Nobelprijs Economie voor studie naar verschillen in welvaart tussen landen
De Nobelprijs Economie gaat dit jaar naar de Turkse Amerikaan Daron Acemoglu (MIT), de Britse Amerikaan Simon Johnson (MIT) en de Brit James Robinson (University of Chicago) voor hun studie naar welvaartsverschillen tussen landen. Dat heeft de Koninklijke Zweedse Academie voor Wetenschappen maandag bekendgemaakt in Stockholm.
De drie laureaten deden onderzoek naar hoe instituties gevormd worden in een land en hoe die instituties vervolgens de ontwikkeling van de rijkdom van een land beïnvloeden.
“De laureaten hebben het belang aangetoond van maatschappelijke instellingen voor de welvaart van een land. Samenlevingen met een slechte rechtsstaat en instellingen die de bevolking uitbuiten, genereren geen groei of verandering ten goede. Het onderzoek van de laureaten helpt ons te begrijpen waarom”, zo klinkt het in de motivering van de Academie.
Vorig jaar won Claudia Goldin de Nobelprijs Economie. Ze was daarmee nog maar de derde vrouw die de prijs won.
De Nobelprijs Economie behoort niet tot de ‘klassieke’ prijzen die grondlegger Alfred Nobel (1833-1896) in zijn testament had voorzien. De onderscheiding is een initiatief van de Zweedse centrale bank en wordt sinds 1969 uitgereikt.

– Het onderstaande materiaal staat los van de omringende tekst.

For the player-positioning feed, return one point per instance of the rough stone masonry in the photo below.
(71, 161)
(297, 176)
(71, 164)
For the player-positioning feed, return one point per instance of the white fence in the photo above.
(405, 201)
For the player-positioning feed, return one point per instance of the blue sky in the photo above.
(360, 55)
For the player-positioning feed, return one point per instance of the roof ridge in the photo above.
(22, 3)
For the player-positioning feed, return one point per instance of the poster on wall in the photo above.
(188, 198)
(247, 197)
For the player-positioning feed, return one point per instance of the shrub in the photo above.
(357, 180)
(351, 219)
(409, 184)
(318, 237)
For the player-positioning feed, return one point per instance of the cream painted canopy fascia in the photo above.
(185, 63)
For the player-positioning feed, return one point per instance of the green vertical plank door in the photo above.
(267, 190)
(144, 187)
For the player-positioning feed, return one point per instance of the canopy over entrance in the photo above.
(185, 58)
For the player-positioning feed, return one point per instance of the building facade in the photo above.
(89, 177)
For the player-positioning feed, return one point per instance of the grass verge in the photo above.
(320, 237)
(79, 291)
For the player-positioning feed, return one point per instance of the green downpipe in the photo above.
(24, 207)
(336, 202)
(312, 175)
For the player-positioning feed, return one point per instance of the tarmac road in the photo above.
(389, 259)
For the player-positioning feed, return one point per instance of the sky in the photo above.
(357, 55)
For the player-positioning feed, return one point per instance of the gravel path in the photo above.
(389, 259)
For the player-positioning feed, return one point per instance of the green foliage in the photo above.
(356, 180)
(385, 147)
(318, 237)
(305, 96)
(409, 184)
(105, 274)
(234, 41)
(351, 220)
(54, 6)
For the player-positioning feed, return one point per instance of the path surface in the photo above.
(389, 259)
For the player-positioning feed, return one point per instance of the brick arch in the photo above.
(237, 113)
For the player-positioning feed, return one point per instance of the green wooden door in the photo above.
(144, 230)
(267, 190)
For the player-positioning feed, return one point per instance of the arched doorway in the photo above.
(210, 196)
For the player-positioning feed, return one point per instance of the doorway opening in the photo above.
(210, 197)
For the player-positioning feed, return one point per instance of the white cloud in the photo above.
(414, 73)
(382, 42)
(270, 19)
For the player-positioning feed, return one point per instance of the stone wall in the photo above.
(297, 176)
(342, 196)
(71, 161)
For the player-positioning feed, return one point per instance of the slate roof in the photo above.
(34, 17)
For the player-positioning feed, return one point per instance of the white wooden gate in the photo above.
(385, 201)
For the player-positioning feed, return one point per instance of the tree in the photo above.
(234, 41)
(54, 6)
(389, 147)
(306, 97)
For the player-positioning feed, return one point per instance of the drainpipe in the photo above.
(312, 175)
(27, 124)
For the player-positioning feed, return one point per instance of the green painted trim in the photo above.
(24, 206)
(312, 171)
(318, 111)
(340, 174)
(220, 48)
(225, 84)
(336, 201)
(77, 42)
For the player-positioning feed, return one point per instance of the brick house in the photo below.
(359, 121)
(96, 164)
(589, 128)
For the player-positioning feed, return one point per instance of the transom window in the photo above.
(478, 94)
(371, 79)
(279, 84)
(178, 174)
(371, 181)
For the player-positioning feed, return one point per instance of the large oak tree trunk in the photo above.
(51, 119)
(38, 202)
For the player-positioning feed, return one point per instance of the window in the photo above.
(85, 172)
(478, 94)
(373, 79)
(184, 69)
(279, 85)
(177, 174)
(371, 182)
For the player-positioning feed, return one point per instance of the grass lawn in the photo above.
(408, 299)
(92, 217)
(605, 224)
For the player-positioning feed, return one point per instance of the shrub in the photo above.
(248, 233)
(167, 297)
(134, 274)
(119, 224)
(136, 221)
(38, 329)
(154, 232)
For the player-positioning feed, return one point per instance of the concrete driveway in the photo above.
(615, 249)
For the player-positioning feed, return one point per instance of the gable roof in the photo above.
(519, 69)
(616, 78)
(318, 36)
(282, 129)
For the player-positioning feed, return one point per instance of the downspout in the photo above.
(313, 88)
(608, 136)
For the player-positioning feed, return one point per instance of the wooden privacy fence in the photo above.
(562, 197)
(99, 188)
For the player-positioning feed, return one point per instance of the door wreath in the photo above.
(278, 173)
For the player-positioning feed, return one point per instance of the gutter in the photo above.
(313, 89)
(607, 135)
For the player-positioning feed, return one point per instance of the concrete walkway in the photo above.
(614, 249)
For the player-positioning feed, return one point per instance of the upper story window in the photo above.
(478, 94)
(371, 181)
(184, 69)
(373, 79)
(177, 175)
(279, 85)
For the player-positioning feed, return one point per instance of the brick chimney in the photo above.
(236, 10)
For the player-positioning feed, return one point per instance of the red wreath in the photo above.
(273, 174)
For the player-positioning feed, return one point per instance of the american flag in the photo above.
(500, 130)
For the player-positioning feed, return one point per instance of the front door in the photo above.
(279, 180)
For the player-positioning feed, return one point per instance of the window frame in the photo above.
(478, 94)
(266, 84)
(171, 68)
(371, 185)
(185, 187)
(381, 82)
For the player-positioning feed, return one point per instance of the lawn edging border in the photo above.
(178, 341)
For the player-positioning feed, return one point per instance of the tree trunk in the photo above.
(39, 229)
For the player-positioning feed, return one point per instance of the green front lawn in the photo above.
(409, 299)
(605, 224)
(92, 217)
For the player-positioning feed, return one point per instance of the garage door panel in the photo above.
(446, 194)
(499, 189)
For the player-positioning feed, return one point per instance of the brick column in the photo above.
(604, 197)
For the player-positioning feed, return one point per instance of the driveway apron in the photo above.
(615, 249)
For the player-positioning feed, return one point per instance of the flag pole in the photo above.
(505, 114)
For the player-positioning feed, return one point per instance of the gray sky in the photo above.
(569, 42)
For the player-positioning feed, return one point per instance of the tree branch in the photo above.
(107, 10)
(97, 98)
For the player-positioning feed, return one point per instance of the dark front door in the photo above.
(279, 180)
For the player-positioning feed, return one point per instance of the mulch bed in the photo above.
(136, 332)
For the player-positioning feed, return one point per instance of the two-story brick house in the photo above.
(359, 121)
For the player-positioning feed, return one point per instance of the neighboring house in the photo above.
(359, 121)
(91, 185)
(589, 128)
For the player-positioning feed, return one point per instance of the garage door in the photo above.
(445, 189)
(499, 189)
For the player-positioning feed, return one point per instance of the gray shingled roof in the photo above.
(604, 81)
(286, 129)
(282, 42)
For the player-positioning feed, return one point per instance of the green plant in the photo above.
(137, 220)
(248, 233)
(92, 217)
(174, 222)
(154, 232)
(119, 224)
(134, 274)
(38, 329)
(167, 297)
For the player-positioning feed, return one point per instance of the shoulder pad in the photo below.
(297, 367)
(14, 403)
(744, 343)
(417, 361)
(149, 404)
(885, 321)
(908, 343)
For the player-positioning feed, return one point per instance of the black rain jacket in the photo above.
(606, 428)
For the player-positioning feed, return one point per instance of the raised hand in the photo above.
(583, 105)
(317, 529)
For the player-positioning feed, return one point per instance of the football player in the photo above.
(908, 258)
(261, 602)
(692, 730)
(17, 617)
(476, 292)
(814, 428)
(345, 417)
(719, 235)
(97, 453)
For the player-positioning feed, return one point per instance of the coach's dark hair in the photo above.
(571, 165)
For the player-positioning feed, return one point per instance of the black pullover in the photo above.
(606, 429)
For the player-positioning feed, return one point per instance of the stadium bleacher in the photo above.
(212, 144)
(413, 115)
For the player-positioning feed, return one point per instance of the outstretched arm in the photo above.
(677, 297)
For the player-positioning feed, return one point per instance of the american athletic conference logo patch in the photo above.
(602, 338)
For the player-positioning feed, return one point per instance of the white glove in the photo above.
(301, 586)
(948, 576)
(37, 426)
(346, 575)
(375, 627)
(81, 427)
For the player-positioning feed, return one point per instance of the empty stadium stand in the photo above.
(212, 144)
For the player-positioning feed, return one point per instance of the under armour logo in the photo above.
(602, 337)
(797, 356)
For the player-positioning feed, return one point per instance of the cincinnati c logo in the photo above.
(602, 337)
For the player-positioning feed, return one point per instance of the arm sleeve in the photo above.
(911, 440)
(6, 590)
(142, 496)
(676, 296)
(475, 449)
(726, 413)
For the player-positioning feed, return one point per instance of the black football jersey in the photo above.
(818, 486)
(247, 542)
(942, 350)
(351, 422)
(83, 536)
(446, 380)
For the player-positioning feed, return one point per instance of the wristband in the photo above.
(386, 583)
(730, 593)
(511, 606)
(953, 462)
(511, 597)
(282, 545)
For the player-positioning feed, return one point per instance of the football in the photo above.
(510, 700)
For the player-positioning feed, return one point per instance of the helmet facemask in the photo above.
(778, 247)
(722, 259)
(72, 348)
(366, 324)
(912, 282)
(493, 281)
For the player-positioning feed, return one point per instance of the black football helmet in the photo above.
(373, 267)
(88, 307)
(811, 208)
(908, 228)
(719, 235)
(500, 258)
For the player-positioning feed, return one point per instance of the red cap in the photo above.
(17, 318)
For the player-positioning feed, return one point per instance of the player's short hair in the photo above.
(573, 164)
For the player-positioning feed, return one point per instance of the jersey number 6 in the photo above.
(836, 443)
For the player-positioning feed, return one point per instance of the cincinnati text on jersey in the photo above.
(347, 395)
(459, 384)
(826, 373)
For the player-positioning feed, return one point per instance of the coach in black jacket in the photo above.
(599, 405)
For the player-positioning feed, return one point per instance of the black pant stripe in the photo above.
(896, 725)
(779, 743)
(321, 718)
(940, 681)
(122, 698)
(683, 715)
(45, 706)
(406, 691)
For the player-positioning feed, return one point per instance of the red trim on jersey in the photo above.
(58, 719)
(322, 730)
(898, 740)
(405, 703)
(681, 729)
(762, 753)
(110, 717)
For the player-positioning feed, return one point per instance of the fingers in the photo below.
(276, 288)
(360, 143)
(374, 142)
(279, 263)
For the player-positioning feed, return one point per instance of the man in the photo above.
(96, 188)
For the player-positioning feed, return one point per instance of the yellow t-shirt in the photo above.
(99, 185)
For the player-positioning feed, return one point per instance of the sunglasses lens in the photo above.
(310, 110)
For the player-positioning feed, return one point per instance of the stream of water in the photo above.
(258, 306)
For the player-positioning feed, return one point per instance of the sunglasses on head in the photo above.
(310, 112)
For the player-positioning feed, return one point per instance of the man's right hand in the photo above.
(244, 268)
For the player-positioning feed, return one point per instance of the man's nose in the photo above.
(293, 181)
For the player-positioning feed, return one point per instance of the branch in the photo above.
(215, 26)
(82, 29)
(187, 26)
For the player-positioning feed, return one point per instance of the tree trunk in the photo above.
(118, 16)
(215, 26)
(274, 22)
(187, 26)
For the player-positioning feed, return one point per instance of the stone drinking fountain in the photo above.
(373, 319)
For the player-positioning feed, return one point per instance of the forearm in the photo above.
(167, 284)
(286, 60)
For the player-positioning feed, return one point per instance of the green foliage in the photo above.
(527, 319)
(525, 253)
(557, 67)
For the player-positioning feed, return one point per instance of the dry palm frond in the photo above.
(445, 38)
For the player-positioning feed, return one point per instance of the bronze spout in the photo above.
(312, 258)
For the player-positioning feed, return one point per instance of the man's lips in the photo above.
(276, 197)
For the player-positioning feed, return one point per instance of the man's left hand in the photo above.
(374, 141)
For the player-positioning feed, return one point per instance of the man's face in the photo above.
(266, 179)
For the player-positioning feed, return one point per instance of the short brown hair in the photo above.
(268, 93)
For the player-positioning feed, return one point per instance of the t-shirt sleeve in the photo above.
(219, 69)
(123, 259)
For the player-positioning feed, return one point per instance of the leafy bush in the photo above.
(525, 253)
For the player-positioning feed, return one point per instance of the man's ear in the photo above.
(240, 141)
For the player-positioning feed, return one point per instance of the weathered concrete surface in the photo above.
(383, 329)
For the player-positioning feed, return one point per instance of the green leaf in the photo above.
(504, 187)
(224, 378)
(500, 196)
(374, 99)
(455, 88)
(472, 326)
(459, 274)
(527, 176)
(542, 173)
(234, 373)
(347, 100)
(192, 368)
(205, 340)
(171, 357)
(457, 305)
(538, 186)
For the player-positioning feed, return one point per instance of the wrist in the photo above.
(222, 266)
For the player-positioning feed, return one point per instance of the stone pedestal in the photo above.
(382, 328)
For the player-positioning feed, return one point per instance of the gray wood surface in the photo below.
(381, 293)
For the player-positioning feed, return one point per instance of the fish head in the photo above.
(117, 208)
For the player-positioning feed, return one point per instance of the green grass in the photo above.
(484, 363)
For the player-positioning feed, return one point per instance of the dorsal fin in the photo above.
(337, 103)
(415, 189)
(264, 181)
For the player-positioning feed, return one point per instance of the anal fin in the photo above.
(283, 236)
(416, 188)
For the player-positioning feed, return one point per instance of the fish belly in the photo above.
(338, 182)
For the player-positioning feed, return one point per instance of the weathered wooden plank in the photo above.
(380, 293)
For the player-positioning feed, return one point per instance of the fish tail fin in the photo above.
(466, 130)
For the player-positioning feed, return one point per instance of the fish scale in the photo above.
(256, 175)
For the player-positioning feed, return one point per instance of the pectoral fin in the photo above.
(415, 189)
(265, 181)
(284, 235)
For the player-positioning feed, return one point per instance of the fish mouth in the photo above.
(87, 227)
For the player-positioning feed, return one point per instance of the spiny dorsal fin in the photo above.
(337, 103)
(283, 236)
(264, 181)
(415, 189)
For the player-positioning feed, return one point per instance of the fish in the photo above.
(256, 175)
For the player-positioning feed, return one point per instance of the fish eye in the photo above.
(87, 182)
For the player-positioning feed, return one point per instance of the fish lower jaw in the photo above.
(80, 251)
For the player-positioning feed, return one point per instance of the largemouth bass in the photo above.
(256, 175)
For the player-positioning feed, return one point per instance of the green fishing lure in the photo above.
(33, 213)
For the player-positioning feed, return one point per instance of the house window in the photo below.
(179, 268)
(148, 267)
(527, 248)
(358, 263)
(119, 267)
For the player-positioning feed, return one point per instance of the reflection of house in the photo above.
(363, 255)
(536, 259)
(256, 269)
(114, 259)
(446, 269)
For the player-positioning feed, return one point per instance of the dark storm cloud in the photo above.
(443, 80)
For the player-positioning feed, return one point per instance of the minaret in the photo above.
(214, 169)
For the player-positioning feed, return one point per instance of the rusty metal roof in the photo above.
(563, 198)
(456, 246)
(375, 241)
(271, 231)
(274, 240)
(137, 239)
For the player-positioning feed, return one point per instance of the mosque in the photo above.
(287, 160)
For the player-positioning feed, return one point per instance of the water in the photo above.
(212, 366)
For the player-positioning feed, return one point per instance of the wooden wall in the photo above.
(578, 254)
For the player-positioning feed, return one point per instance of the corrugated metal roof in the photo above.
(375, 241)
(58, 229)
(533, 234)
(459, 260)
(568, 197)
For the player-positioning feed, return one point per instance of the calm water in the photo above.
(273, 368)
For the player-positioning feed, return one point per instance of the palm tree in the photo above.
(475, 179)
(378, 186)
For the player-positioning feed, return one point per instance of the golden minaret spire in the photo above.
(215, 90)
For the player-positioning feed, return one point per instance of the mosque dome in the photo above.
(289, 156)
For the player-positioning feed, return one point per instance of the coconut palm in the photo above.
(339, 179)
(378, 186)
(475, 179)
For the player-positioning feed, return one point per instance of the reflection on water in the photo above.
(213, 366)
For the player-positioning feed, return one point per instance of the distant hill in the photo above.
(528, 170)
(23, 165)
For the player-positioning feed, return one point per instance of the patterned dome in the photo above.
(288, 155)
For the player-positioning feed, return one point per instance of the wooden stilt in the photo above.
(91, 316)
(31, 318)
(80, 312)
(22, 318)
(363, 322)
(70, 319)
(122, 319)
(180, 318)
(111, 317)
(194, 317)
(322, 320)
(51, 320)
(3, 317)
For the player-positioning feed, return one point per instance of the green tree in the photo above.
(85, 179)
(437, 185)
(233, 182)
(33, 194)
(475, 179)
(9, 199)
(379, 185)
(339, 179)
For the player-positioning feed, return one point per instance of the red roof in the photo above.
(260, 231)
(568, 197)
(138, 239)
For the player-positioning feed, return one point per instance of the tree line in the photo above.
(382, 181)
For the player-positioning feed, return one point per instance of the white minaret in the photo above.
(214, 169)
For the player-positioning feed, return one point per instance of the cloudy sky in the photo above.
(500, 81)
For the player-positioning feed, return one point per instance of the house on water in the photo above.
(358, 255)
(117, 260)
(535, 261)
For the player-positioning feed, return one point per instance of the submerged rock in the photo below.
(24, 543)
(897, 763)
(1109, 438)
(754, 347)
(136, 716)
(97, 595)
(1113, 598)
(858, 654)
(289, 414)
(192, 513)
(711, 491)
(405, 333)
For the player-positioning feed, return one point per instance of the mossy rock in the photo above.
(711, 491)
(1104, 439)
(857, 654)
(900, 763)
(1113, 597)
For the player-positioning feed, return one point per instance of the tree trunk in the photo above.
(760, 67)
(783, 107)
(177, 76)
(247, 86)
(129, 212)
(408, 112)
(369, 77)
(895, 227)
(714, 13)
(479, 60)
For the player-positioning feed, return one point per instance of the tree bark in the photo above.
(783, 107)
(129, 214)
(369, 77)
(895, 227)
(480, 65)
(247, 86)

De bekendmaking van de Nobelprijs Economie is de laatste in de rij. De Nobelprijswinnaars voor Geneeskunde, Natuurkunde, Scheikunde, Literatuur en Vrede werden vorige week bekendgemaakt. De prijzen worden traditioneel uitgereikt op 10 december, de sterfdag van Alfred Nobel (1833-1896), de uitvinder van dynamiet en grondlegger van de prijzen. Dat gebeurt in Stockholm, behalve voor de Nobelprijs voor de Vrede, die op dezelfde dag in de Noorse hoofdstad Oslo wordt uitgereikt.
Dit jaar gaan de laureaten naar huis met 11 miljoen Zweedse kronen (ongeveer 970.000 euro) per categorie. Dat bedrag komt uit de nalatenschap van Alfred Nobel.